Twelve-turn Buttermilk Biscuits
If you're wanting to start baking bread this is a good place to start.
My friends from east Texas tell me the secret to a great
biscuit is cold buttermilk, and only kneading the dough twelve times.
2 C Self-rising flour, sifted
1 TSP Baking powder
1/2 TSP Salt
2 TBL Unsalted butter, very cold
2 TBL Vegetable shortening, very cold
1 C Buttermilk
1. Place pizza stone in grill and light all burners and set
to lowest setting.
2. Before measuring out your flour, stir it up with a
fork. Sift the flour, baking
powder and salt into a bowl. Cut
in the butter and shortening with a pastry cutter until flour mixture resembles
a coarse meal. Add the buttermilk
a little at a time, mixing gently with your finger tips until dough forms a loose ball. Place the dough on
a lightly floured surface and need exactly twelve times.
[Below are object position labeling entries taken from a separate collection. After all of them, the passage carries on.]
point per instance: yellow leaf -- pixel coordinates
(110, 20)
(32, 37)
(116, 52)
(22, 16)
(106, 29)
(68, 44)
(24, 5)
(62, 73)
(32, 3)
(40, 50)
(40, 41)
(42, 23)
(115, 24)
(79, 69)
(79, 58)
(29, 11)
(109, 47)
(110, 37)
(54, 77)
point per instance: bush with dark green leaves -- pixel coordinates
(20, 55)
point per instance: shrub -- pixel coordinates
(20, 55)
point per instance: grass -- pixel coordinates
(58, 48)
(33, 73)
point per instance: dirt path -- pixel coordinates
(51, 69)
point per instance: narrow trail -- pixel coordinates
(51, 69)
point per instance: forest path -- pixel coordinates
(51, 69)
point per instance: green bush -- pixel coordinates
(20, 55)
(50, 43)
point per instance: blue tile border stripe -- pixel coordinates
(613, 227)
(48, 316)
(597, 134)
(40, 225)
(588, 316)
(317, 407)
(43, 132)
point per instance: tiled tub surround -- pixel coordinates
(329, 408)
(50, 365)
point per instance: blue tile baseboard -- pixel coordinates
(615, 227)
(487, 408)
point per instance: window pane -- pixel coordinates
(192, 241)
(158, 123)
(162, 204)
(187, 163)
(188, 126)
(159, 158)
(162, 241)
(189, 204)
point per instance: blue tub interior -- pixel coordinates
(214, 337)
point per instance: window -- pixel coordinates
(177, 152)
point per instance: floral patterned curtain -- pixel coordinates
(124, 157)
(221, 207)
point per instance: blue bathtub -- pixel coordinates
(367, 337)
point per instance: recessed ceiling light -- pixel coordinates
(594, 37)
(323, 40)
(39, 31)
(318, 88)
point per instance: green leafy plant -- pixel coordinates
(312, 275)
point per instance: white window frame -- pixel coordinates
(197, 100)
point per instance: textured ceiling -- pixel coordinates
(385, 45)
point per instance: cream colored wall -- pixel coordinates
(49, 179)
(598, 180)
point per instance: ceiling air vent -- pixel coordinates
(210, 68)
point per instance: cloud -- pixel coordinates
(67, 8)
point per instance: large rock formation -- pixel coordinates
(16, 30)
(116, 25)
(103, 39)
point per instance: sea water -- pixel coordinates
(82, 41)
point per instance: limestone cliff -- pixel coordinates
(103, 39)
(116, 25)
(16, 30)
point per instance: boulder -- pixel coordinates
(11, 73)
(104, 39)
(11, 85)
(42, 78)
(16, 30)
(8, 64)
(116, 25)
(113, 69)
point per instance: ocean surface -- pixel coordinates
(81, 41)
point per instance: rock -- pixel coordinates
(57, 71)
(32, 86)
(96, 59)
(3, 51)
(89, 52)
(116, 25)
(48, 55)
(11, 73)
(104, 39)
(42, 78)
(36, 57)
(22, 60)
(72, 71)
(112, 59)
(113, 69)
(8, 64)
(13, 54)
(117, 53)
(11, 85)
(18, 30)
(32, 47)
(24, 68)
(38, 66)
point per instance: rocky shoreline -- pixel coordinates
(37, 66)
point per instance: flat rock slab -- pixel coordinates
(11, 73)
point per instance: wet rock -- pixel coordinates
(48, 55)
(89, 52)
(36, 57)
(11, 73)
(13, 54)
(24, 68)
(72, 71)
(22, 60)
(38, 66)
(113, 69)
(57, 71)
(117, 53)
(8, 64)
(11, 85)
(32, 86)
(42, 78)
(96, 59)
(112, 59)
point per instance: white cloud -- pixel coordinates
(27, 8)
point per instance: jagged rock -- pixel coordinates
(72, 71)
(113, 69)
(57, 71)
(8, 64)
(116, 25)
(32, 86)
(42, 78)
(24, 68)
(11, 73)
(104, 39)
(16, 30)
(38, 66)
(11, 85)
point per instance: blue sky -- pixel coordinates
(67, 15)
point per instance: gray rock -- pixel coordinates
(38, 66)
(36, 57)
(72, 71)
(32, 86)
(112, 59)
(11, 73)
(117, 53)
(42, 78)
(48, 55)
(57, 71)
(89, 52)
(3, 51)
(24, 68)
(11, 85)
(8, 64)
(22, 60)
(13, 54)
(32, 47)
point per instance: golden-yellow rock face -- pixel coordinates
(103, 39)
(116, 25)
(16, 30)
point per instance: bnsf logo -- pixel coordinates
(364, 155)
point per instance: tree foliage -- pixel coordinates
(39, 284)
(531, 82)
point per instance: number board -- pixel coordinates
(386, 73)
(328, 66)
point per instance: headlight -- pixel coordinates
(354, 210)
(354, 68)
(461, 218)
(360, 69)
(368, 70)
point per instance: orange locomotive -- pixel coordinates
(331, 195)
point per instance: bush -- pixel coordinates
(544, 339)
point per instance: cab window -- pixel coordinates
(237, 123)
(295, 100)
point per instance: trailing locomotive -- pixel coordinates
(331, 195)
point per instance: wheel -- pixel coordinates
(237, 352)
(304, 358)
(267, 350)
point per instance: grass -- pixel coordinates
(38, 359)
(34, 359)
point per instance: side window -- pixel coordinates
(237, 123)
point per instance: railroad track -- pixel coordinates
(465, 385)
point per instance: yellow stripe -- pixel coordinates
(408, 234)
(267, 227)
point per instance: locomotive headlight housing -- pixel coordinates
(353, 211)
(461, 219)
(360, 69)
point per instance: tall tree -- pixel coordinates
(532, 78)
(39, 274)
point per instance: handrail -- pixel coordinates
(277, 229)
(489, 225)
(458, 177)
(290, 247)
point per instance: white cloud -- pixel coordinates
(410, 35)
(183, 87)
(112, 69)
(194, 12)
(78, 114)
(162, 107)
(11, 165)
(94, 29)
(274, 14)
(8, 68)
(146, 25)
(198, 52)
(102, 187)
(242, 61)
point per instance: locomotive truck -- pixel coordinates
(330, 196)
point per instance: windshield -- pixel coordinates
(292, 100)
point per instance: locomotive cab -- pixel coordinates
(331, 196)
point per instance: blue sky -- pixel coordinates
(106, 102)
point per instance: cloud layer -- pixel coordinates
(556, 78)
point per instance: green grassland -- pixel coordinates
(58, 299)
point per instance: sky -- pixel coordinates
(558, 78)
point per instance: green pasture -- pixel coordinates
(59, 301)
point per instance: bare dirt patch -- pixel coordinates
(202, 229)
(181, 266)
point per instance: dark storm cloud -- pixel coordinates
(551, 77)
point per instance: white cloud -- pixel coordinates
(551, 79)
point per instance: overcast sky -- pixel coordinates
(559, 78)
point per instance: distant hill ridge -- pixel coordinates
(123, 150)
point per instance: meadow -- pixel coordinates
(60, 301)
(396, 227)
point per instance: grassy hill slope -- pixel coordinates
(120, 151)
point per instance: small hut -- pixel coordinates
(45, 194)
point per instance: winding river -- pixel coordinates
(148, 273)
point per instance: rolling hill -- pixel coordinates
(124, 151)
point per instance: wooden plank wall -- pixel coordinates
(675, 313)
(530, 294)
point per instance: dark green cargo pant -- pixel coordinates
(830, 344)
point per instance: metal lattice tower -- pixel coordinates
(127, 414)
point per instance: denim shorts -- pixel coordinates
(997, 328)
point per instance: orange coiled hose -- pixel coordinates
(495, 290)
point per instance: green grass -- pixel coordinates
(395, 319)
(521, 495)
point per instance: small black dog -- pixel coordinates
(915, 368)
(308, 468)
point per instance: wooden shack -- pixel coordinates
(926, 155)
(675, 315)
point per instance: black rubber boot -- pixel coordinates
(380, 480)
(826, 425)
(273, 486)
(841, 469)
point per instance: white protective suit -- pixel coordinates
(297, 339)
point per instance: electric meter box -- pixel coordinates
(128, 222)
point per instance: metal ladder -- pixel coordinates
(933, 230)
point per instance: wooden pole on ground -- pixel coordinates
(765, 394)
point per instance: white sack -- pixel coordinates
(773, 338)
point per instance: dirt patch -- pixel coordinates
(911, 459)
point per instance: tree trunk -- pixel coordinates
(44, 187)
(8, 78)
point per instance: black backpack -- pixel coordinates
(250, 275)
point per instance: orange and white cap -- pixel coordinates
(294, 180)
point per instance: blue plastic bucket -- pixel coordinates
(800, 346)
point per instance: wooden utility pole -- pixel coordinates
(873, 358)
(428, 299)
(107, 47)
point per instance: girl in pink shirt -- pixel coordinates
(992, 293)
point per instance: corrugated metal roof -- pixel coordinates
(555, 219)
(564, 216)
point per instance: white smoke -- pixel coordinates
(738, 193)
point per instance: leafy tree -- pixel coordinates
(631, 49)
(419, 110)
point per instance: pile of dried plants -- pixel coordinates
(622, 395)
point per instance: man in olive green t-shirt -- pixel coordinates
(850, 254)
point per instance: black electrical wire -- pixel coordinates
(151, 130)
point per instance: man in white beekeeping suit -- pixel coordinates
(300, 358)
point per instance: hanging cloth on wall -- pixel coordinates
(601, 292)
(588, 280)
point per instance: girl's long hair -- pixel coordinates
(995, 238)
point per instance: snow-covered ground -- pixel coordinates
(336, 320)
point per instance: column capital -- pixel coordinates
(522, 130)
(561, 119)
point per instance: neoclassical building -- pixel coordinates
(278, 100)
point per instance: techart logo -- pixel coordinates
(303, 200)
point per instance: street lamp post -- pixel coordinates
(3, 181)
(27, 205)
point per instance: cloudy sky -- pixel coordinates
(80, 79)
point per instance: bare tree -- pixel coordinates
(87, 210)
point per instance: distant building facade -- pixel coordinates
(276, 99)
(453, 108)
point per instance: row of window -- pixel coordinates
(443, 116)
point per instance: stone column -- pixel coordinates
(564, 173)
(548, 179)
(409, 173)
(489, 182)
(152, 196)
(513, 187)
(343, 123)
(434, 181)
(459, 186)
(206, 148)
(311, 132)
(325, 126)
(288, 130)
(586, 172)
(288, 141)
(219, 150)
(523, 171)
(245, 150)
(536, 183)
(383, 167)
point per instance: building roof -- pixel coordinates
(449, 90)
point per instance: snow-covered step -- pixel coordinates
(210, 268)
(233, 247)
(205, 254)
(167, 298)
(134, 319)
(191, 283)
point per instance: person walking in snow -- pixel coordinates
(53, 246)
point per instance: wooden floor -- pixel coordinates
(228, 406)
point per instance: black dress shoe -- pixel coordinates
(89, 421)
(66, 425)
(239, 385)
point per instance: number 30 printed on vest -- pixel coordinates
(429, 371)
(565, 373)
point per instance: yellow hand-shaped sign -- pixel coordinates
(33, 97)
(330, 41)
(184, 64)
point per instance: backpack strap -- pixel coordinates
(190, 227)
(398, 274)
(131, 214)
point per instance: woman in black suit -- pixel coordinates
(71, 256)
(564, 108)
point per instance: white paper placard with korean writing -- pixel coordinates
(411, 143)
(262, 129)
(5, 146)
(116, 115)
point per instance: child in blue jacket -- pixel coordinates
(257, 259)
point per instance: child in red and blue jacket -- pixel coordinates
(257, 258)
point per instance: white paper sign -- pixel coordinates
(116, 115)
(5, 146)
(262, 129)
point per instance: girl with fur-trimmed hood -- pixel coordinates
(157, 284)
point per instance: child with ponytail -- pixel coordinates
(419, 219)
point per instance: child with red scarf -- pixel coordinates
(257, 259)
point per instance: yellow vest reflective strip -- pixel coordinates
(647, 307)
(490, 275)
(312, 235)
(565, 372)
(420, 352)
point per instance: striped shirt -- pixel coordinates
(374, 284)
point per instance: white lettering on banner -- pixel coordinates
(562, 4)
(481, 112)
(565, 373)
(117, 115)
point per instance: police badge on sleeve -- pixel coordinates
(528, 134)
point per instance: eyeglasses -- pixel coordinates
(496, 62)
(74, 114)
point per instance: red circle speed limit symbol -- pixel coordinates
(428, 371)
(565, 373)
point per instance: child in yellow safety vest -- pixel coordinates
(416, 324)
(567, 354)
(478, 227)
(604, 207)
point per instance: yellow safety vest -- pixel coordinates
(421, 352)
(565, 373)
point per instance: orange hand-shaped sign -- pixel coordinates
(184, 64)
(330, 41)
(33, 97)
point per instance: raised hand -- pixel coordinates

3. Roll the dough 3/4" thick. Cut the biscuits out with a 2" biscuit cutter, making
sure that you dip the cutter in flour between each cut and that the cutter is
very sharp, or the edges will seal and not rise correctly.
4. Check the heat in your grill. Look for a temperature of 400º to 450º, but no more( in the oven is also fine.) If your grill is hotter they will burn
on the bottom and be doughy in the center. Once the temperature is correct,
turn off the burners directly below the pizza stone. Place the biscuits on a non-stick cookie sheet and place the
cookie sheet on the pizza stone.
Close the lid and let the biscuits bake for fourteen to fifteen minutes. Serve immediately.